En outre il ressort des pièces portant le numéro 8 du dossier de l'intimée, qu'à la suite du départ de M. X...de la Société SIBARTH, un certain nombre de propriétaires de villa ont retiré à ladite société leur mandat de gestion au profit d'un autre gestionnaire de biens immobiliers.
Le comportement de M. X...qui a créé une structure portant un sigle analogue au département qu'il gérait au sein de la Société SIBARTH, est constitutif d'une concurrence déloyale, le préjudice en résultant étant corroboré par le retrait de mandats de gestion qui était auparavant confiés au département SPM de la Société SIBARTH. Le préjudice en résultant sera indemnisé par l'octroi de dommages et intérêts à hauteur de 50 000 euros.
Enfin la rupture du contrat de travail s'analysant en une démission du salarié, la Société SIBARTH est en droit de réclamer, paiement d'une indemnité compensatrice de préavis, équivalente à 3 mois de salaire en application de l'article 32 de la convention collective nationale de l'immobilier.

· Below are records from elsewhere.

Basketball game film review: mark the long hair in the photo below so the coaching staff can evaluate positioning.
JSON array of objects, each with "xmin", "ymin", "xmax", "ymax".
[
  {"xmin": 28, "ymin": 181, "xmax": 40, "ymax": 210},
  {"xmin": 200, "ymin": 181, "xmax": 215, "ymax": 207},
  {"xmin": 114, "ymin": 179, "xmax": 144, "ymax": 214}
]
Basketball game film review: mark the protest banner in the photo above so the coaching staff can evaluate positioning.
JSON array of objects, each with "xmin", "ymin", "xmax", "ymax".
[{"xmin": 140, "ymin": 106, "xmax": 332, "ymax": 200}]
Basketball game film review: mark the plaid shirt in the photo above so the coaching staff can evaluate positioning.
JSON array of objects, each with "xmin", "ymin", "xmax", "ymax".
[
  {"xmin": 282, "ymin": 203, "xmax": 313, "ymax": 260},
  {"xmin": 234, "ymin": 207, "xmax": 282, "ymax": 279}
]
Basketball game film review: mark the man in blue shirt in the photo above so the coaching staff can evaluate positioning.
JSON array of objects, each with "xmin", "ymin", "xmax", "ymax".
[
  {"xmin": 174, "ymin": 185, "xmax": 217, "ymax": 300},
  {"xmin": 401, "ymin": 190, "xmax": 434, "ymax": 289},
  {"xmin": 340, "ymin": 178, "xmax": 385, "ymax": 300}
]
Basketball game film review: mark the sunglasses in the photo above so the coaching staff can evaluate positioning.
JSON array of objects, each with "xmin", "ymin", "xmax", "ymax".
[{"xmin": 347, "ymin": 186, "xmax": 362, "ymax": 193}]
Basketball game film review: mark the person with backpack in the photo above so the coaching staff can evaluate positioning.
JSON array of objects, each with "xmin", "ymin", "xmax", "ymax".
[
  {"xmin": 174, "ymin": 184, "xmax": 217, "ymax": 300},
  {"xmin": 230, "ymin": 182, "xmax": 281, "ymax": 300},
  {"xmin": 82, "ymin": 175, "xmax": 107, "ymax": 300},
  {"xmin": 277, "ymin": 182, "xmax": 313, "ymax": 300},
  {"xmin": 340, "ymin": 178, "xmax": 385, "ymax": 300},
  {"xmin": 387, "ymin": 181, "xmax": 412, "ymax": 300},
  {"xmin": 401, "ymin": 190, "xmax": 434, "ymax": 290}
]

La condamnation de M. X...au paiement, à ce titre, de la somme de 14 700 euros, sera confirmée.
L'équité n'implique pas qu'il soit fait application des dispositions de l'article 700 du code de procédure civile.
Par ces motifs :
La Cour, statuant publiquement, contradictoirement et en dernier ressort,
Déclare l'appel recevable,
Confirme le jugement entrepris en ce qu'il a condamné M. X...à payer à la Société SIBARTH la somme de 14 700 euros à titre d'indemnité compensatrice de préavis,
Le réforme pour le surplus, et statuant à nouveau,
Condamne la Société SIBARTH à payer à M. X...les sommes suivantes :
-11 760 euros à titre d'indemnité compensatrice de congés payés,
-2261, 44 euros au titre de la prime du 13 ème mois,
-2035, 34 euros à titre de rappel de salaire pour la période du 1er au 13 juin 2013,
-132, 16 euros au titre de l'avantage en nature pour la même période,
Condamne M. X...à payer à la Société SIBARTH la somme de 50 000 euros à titre de dommages et intérêts pour concurrence déloyale,
Dit que chaque partie conserve à sa charge ses propres dépens,
Déboute les partie de toute conclusion plus ample ou contraire.